The Signal
2014
The Signal è un film del 2014, diretto da William Eubank
A pochi giorni dall’uscita di Blade Runner 2049, attesissimo sequel del capolavoro di Ridley Scott del 1982, abbiamo ripescato dalla memoria della fantascienza The Signal, un film passato quasi inosservato. Forse perché appartenente a un filone di film di genere a basso costo, che trovano vetrina ed estimatori giusto al Sundance. Eppure la pellicola del giovane regista yankee William Eubank, ha un valore a sé, che esula dalla trama stretta del film stesso, dalla sua confezione formale, dall’interpretazione più o meno buona del semi-sconosciuto virgulto Brenton Thwaites. Perché il pregio principale di questo lungometraggio è quello di rimettere sotto i riflettori una riflessione tanto cara alla fantascienza postmoderna di cui proprio Blade Runner fu il capostipite e che faceva da spartiacque fra le distopie degli anni Settanta e un nuovo approccio sulla condizione umana. Parliamo di contorni etici sfumati, realtà destrutturata, bene e male, alto e basso non più separati da un confine netto. Insomma, rientrano in sala Deleuze e Lyotard, ma soprattutto si torna a interrogarsi di quale sia la vera realtà e si dibatte del binomio naturale-artificiale. Diciamo subito che The Signal non è affatto un capolavoro e piuttosto mescola una serie di temi e trovate già viste, sia a livello narrativo sia di espedienti scenici o idee tecnologiche; un patchwork che spazia dagli alieni a Matrix e che chiude furbescamente con un colpo di scena. Eppure ha una cifra di originalità proprio perché sovrappone e ripropone e può essere come un quadro pop i cui elementi, presi singolarmente sono delle ripetizioni, assieme sulla tela acquistano un significato originale.

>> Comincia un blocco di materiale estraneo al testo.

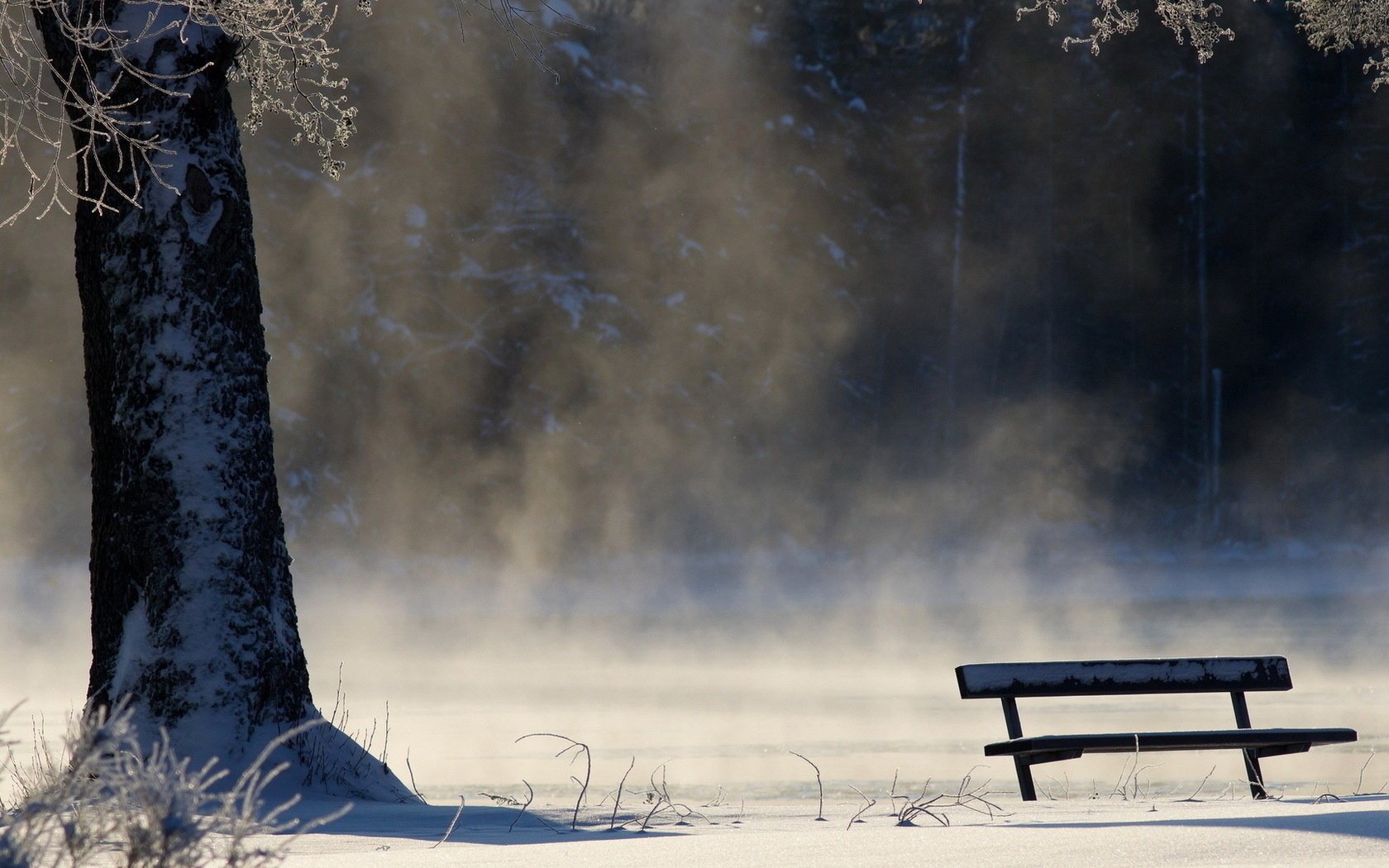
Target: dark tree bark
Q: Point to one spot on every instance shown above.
(192, 612)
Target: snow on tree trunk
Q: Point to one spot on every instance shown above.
(192, 613)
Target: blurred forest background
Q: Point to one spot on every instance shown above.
(798, 277)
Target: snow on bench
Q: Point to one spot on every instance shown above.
(1234, 675)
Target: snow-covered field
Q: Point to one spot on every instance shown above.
(714, 689)
(1099, 832)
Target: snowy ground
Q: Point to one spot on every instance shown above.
(1105, 832)
(716, 688)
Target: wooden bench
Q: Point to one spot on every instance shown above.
(1234, 675)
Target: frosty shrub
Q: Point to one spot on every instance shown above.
(278, 47)
(108, 800)
(1329, 26)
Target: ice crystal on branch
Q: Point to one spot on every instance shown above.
(82, 65)
(1191, 20)
(1341, 26)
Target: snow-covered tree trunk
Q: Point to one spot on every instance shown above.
(192, 613)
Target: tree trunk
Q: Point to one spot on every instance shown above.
(192, 612)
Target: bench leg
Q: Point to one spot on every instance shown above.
(1025, 788)
(1252, 771)
(1256, 775)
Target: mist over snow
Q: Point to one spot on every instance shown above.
(717, 393)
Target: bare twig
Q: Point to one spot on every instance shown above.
(580, 749)
(451, 823)
(617, 802)
(819, 784)
(868, 803)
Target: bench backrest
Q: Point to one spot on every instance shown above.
(1123, 677)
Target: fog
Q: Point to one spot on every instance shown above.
(717, 393)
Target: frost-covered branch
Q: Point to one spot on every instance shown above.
(1329, 26)
(1193, 21)
(73, 65)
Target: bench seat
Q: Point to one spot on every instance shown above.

La trama. Jonah, Nic e Haley, studenti del MIT, intraprendono un viaggio per portare Haley in California. La ragazza soffre di distrofia muscolare e questo sta deteriorando i rapporti con Nic. Mentre fanno tappa in un motel, sono agganciati da un haker dal nome in codice NOMAD, che gli fa intuire di essere in Nevada. Il nascondiglio è di strada, per questo i tre non resistono ad andare a stanarlo. Quando arrivano sul posto, sono vittime di un incontro ravvicinato del quarto tipo. Al risveglio, si ritrovano in un centro di ricerca sotterraneo, dove Nic è interrogato e messo sotto pressione dal Dott. Wallace Damon (Lawrence Fishburne). Sia il dottore che tutto il personale indossano sempre delle tute integrali. Sollecitato dalla voce dell’amico Jonah, che riceve da un pertugio nella sua camera, dal risveglio dal coma di Haley, ma soprattutto dalla tremenda scoperta che gli sono state amputate le gambe e sostituite con due arti bionici, Nic organizza la fuga. Ritrovano anche Jonah e scoprono che anche lui è ora un cyborg. Hanno Damon alle calcagna, in uno scenario desertico che fa pensare ai tre di essere nei dintorni della famigerata Area 51.

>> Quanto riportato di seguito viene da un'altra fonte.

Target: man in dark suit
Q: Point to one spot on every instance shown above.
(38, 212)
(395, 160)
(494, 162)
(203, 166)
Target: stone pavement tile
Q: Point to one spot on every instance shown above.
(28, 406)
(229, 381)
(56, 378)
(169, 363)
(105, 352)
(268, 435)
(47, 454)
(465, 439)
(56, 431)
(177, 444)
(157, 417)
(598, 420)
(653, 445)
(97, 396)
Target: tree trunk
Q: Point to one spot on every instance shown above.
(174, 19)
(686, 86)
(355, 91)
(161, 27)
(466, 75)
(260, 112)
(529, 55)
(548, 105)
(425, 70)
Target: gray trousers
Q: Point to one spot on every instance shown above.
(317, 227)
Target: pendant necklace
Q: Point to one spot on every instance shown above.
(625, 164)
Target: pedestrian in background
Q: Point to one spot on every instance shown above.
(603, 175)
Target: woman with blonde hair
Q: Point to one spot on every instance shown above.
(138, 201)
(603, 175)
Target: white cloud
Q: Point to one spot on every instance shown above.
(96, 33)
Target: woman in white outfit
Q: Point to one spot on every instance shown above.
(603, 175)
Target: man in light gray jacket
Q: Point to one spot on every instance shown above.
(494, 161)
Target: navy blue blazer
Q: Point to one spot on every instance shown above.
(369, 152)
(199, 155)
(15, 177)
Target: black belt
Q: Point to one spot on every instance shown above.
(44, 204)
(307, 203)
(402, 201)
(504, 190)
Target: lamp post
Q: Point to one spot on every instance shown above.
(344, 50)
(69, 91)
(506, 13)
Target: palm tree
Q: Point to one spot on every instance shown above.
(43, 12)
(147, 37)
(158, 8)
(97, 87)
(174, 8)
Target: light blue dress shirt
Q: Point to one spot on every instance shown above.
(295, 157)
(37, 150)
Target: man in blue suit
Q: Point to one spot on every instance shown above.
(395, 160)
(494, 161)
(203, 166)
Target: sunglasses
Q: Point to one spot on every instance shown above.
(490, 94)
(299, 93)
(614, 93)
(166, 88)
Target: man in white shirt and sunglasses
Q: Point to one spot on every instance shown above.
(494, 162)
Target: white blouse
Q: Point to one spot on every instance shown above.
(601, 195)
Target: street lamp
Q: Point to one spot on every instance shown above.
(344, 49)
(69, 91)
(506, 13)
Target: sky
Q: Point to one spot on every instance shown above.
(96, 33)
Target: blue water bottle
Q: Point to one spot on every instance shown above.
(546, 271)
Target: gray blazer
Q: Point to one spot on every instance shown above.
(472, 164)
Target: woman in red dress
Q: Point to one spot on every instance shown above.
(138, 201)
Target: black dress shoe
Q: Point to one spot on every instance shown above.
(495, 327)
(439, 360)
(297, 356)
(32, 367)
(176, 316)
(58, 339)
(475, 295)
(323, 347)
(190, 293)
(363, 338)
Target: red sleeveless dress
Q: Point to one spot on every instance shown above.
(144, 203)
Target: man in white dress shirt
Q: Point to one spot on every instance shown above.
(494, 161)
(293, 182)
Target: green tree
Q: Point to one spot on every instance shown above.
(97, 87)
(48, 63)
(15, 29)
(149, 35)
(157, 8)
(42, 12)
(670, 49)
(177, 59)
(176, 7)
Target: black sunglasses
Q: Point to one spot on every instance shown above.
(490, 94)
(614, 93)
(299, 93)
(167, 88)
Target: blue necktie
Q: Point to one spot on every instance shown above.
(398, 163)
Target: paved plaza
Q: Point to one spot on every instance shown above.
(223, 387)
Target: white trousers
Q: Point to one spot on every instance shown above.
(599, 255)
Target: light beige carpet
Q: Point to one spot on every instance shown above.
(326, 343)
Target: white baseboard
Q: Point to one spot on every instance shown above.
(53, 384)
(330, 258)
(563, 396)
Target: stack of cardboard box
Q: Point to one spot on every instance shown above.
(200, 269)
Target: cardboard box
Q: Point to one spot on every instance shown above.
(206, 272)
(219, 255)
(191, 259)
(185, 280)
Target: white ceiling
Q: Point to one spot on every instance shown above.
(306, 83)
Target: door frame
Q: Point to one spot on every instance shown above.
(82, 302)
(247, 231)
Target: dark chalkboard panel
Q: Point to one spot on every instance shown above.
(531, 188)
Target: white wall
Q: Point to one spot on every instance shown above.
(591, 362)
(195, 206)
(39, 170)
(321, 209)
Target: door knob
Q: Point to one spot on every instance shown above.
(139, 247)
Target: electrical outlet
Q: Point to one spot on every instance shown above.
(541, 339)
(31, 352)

Fino all’epilogo, quando Nic si trova davanti all’unico ponte che gli consentirebbe di fuggire, presidiato da un posto di blocco dove capisce che Damon altri non è che l’hacker, letto al contrario. Tuttavia, sfruttando la velocità supersonica che gli garantiscono le nuove gambe, Nic riesce a superare il blocco e sfonda una parete invisibile. Ritrovandosi in un’altra struttura si rende conto che la realtà “naturale” in cui era immerso fino a pochi istanti prima era il vero artificiale. Damon gli va incontro e si toglie il casco, rivelando che anche lui non è umano ma un robot alieno e il protagonista fa ancora qualche passo per raggiungere una finestra e vedere al di là di quella nuova gabbia, scoprendo che… Non roviniamo la sorpresa, ma diciamo soltanto che il taglio dell’happy end classico che ha falcidiato quasi sempre il genere fantascientifico negli ultimi anni, finalmente lascia il posto almeno a un epilogo aperto e interpretabile, che tanto ci riporta indietro proprio agli interrogativi di un Deckart in fuga con Rachel di un quarto di secolo fa.